QUESTION - Pour reprendre ma question sur les conditions de votre réélection : cela vous impose donc une nouvelle responsabilité, vous nous le dites, celle évidemment de ne pas rater votre quinquennat et peut être aussi vous vous dites maintenant quelle trace vais-je laisser dans l'histoire, est-ce que vous n'avez pas déjà un nouveau chantier en tête ? LE PRESIDENT - Ce n'est pas un problème personnel, vous l'imaginez. La question que je me pose, c'est : allons-nous ensemble être aujourd'hui capables de répondre aux Français et de donner à la France la nouvelle impulsion dont elle a besoin.

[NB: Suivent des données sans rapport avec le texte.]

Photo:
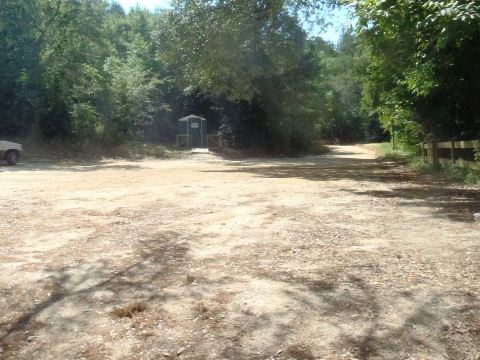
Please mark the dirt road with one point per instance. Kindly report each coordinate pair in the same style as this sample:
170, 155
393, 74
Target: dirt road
334, 257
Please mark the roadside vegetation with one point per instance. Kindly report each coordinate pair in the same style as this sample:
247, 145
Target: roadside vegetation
87, 72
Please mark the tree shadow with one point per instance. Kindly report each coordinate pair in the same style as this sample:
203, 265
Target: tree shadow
83, 166
456, 202
157, 261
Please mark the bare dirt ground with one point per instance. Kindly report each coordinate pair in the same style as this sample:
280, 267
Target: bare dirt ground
330, 257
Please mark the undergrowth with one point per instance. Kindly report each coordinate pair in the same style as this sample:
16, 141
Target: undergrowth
411, 156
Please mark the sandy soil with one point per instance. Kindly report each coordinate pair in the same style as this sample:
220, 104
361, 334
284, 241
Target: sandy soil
329, 257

QUESTION - Dans votre action, est-ce que vous penserez également aux sceptiques et à vos adversaires ? LE PRESIDENT - Oui, sans aucun doute et je crois que, je me permets de vous le dire, c'est une très très bonne question. Parce que je crois que l'on ne pourra pas redonner aux Français la confiance, on ne pourra pas rétablir la sécurité, la sûreté au sens le plus large du terme, on ne pourra pas restaurer le respect que nous nous devons les uns aux autres qui est une des faiblesses de notre société d'aujourd'hui un peu éclatée. On ne pourra pas respecter nos institutions ce qui est essentiel dans une démocratie, dans une République, sans le concours de chacun, quelles que soient par ailleurs ses options ou ses choix de toute nature, politiques, philosophiques, religieux. On ne pourra pas le faire non plus sans le concours de toutes ces associations qui irriguent aujourd'hui, souvent avec beaucoup de dévouement et d'intelligence, la société civile. Et on ne pourra pas le faire, vous avez raison de le souligner, si nous n'avons pas enfin -car ce n'est pas tellement notre tradition-, de bonnes pratiques républicaines notamment dans les rapports entre la majorité et l'opposition.
QUESTION - Monsieur le Président, puisque l'on parle d'adversaires, concernant Lionel JOSPIN, qu'avez-vous pensé de sa décision de quitter définitivement la scène politique ? LE PRESIDENT - Je me garderai bien d'avoir le moindre jugement. C'était sa décision.
QUESTION - Mais c'est une attitude plutôt rare. Est-ce que vous, par exemple, dans votre carrière politique, il vous est arrivé, après un échec, de penser à un moment : "je pourrais tout abandonner" ? LE PRESIDENT - Jugez le comportement qui a été le mien à l'aune de votre réflexion, ne me demandez pas de juger celui de M. Lionel JOSPIN.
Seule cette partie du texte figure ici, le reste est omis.